The lack of hypocretin-producing neurons and addiction seen in narcolepsy took on a different twist when nearly two decades later the researchers made the surprising discovery that the brains of people addicted to heroin (a commonly abused opioid) have, on average, 54% more hypocretin-producing neurons than people who don’t have a substance abuse disorder—and confirmed the same finding in mice. However, ambien zolpidem ingredients when they stopped the opioid treatment in the mice, they found that the increase in hypocretin remained, lasting as long as four weeks.
This finding suggested that continued elevated levels of hypocretin could play a role in drug cravings, and, at the same time, shed light on why narcoleptic patients with very few of these hypocretin-producing neurons show few signs of addiction, if any.
While studies in people are needed to confirm these findings, taken together, they suggest that developing drugs that target the hypocretin system may help treat addiction.

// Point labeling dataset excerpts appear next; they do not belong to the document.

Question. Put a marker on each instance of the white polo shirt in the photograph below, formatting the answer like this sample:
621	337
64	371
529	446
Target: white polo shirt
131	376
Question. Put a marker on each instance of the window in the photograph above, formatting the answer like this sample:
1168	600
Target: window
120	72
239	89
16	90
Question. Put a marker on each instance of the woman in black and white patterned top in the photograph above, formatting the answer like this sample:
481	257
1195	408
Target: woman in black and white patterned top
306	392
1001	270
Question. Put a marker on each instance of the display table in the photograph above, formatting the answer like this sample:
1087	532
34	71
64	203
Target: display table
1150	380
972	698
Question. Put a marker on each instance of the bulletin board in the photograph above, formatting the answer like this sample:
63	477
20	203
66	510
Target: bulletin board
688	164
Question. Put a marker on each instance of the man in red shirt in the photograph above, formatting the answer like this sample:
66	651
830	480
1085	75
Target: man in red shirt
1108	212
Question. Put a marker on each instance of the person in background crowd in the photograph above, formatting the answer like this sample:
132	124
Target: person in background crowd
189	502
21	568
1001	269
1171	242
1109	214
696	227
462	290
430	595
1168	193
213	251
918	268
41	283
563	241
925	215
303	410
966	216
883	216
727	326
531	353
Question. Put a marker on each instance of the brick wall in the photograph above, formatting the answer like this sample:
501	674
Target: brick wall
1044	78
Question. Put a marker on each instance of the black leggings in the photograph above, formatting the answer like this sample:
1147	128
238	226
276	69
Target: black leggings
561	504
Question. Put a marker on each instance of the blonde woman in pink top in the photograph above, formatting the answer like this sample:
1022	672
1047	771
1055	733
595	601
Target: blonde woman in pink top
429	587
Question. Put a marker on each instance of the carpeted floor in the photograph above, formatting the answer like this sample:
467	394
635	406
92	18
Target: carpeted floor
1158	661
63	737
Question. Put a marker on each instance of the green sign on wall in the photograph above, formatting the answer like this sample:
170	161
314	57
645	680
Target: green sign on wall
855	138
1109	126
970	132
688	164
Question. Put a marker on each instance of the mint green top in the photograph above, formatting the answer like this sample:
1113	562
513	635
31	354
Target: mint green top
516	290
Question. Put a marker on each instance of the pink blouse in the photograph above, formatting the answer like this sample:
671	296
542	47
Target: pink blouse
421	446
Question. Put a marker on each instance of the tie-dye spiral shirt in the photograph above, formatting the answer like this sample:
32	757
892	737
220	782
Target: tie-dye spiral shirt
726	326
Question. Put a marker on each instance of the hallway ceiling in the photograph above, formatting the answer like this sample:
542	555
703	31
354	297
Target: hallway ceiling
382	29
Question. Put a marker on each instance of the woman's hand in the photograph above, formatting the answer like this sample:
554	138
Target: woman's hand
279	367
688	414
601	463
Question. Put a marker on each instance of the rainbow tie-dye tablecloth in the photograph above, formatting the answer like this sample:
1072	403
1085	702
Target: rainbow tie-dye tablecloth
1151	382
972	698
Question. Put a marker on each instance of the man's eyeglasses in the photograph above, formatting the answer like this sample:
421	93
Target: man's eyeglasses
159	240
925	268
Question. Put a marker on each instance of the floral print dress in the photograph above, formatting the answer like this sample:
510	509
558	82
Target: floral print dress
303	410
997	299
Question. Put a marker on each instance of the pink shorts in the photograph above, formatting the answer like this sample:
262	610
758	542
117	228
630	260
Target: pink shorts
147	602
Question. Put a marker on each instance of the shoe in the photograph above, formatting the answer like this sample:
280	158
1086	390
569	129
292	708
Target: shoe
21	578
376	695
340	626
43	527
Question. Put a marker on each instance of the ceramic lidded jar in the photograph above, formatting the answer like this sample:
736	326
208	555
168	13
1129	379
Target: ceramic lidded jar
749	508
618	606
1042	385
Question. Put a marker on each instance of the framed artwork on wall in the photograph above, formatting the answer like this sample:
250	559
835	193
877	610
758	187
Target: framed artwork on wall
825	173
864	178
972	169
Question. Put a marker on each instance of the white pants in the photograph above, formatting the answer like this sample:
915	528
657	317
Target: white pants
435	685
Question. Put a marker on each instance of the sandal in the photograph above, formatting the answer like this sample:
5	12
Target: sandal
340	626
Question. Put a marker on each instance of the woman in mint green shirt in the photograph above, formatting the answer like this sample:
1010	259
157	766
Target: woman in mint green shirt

In this new study, the UCLA researchers found that increasing the number of hypocretin-producing neurons in the mice with opioids resulted in the elevation of hypocretin levels in the locus coeruleus (LC), an area of the brain known to play an important role in regulating opioid withdrawal symptoms.
In addition, they found that the increased amounts of hypocretin present in the LC were directly involved in increasing the levels of an enzyme called tyrosine hydroxylase (TH), which is responsible for making norepinephrine (NE), a naturally occurring neurochemical in the body. Neurons in the LC produce NE and distribute it to other parts of the brain where it stimulates functions such as arousal, wakefulness, attention or a “fight or flight” stress response.
When opioids are stopped, the activity of the LC greatly increases, causing more NE to be released, which is widely thought to play a principal role in opioid withdrawal symptoms. Thus, the researchers hypothesized that removal of hypocretin-producing neurons would lessen the signs of withdrawal in the mice. Their findings confirmed this hypothesis showing that the lack of hypocretin producing neurons reduced both the physical and emotional symptoms of opioid withdrawal and stopped the increase in the levels of TH in the LC.
The reduction of withdrawal symptoms in mice lacking hypocretin producing neurons suggest that drug therapies that regulate the production of hypocretin may be an effective treatment for opiate addiction and withdrawal.